Fredette, who pulled his name out of the NBA draft just before the deadline in May, could be the most lethal -- and efficient -- backcourt scorer in college hoops. Last season he dropped 49 on Arizona, 45 on TCU, and 37 on Florida in the opening round of the NCAAs.
Pullen's Abe Lincoln-like beard was feared in the Big 12, but so was his shot, as he made 110 threes and put the Wildcats within one win of the Final Four. He arrived as a three-star afterthought in the Michael Beasley recruiting class of 2007, but will end up having a far more substantial K-State legacy than "The Beas."
The veteran combo guard played a major role in the Blue Devils' run to the national title -- particularly in the Elite Eight, when he scored 29 to key a seven-point win over Baylor. He could have an NBA future after holding his own against pros on USA Basketball's Select team this summer.

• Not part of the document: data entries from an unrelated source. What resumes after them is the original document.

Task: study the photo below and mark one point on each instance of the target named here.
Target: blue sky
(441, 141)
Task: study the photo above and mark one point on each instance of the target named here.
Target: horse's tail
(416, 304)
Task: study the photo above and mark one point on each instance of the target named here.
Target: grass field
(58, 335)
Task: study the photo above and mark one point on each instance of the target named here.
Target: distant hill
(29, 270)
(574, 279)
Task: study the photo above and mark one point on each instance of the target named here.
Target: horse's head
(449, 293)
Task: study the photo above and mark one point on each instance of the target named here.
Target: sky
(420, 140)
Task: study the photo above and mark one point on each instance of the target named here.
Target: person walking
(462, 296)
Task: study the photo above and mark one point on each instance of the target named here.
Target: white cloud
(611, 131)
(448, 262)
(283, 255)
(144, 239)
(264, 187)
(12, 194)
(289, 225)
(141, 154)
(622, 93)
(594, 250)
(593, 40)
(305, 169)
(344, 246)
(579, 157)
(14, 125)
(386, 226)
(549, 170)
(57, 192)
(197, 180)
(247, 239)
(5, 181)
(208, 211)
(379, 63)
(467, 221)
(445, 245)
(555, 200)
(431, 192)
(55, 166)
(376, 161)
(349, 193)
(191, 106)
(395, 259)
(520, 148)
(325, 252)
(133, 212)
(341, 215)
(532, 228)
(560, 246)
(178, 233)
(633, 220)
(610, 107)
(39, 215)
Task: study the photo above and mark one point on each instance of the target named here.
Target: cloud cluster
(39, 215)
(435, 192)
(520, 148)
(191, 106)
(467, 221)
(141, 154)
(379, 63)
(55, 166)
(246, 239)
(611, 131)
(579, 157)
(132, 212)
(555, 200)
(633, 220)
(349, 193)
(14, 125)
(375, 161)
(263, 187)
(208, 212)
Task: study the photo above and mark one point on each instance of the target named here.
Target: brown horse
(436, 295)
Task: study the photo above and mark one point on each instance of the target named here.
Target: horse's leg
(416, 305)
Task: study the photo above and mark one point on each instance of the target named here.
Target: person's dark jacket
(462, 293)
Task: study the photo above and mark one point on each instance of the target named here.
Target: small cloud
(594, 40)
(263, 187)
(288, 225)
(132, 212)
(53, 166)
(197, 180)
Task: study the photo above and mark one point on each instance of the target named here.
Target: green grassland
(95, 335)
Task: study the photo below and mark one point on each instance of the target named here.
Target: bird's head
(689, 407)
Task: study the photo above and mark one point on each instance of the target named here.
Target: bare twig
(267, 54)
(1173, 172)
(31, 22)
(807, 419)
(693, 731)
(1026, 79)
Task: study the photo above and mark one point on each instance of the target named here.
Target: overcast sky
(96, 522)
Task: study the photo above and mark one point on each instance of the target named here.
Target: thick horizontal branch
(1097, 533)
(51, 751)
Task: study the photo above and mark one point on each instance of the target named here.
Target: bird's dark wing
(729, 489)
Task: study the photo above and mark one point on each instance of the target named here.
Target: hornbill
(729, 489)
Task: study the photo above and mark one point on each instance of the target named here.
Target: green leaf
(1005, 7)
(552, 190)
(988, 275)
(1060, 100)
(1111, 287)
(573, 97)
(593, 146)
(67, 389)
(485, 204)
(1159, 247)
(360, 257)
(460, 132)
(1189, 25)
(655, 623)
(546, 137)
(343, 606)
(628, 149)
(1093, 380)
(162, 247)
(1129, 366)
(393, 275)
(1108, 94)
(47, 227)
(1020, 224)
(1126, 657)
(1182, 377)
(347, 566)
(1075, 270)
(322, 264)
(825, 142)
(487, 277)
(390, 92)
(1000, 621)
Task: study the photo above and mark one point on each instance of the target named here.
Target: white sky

Singler -- last seen being blindsided by a Matt Howard screen at the end of the national title game -- was the lone collegian who pulled out of the NBA draft despite having a first-round guarantee. He said he liked college too much and wanted another championship, which should be well within reach if he keeps creating matchup problems with his well-polished, inside-outside skill set.
He's the most complete freshman scorer to arrive in college hoops since Kevin Durant, and Barnes comes in at a time when the Tar Heels desperately need an offensive infusion on the perimeter. He makes the game look easy, gliding with and without the ball, and could easily average 20 points and seven rebounds as a freshman.